必要書類等が揃いましたので、破産申立てを行いました。
裁判所から、収入資料など、資料を何点か追加で提出するよう指示がありましたので、できる限り速やかに用意し、提出しました。
裁判所による審査の結果、同時廃止手続となりました。
また、裁判所から、今回の破産に至ったことについて反省文の提出を求められましたので、ご依頼者様には今回の破産に至る経緯について振り返って考えていただき、手書きで反省文を書いていただき、提出しました。

本事例の結末
裁判所には、反省文の内容なども考慮していただき、無事、免責許可決定が出されました。

本事例に学ぶこと
個人の債権者がいる場合、自己破産を申し立てると、管財手続(破産管財人という弁護士が選任される手続)になることがあります。

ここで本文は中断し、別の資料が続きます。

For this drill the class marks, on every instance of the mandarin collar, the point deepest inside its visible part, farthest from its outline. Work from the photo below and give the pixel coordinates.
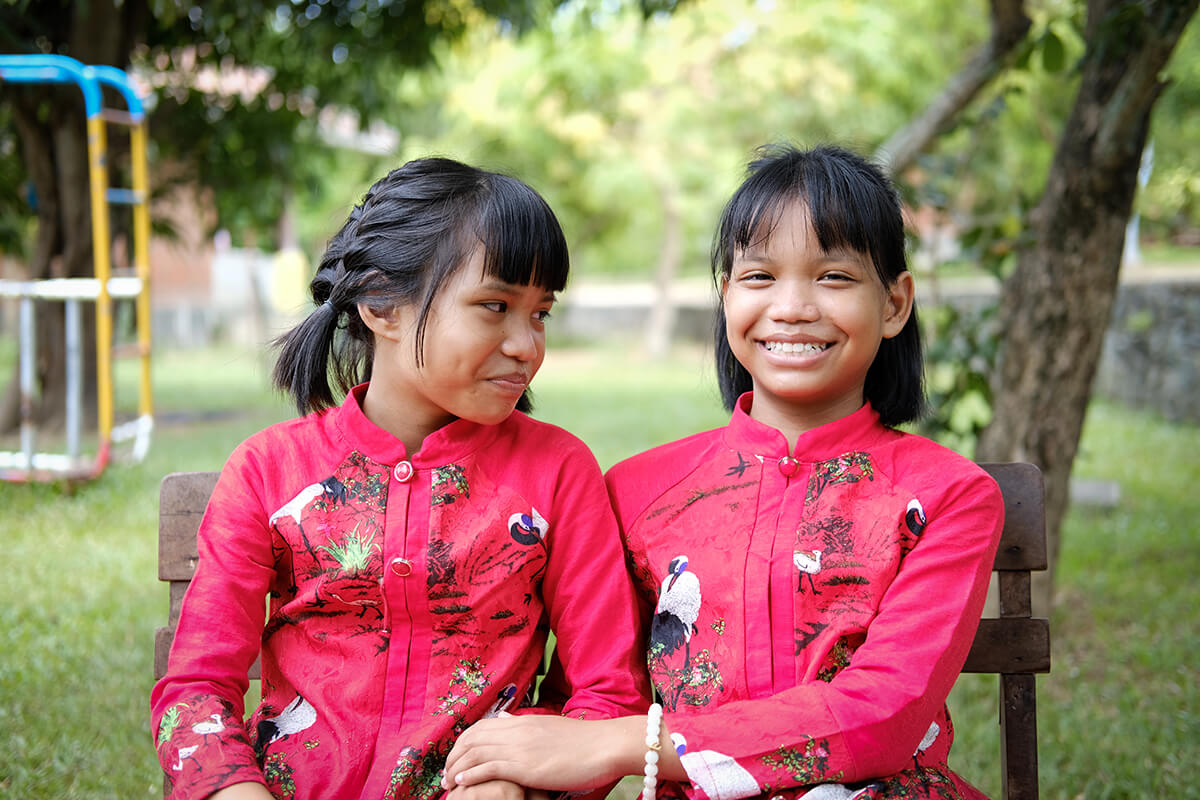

本件では、必要書類等をできるかぎり漏れの内容に用意して破産申立てを行い、裁判所からの追加提出の指示に対しても速やかに対応したことが、同時廃止手続となったひとつの要因であると思われます。
また、反省文についても、ご本人に今回の破産について十分に振り返っていただき、破産の原因を分析いただいた上で、再発防止に向けた対策を考えていただき、それを反省文という形で速やかに提出できたことが免責許可決定を得ることのできたひとつの要因だと思われます。
このように、裁判所の指示には速やかかつ真摯に対応することでご本人の負担の少ない手続で免責許可決定を得られることがあることを学びました。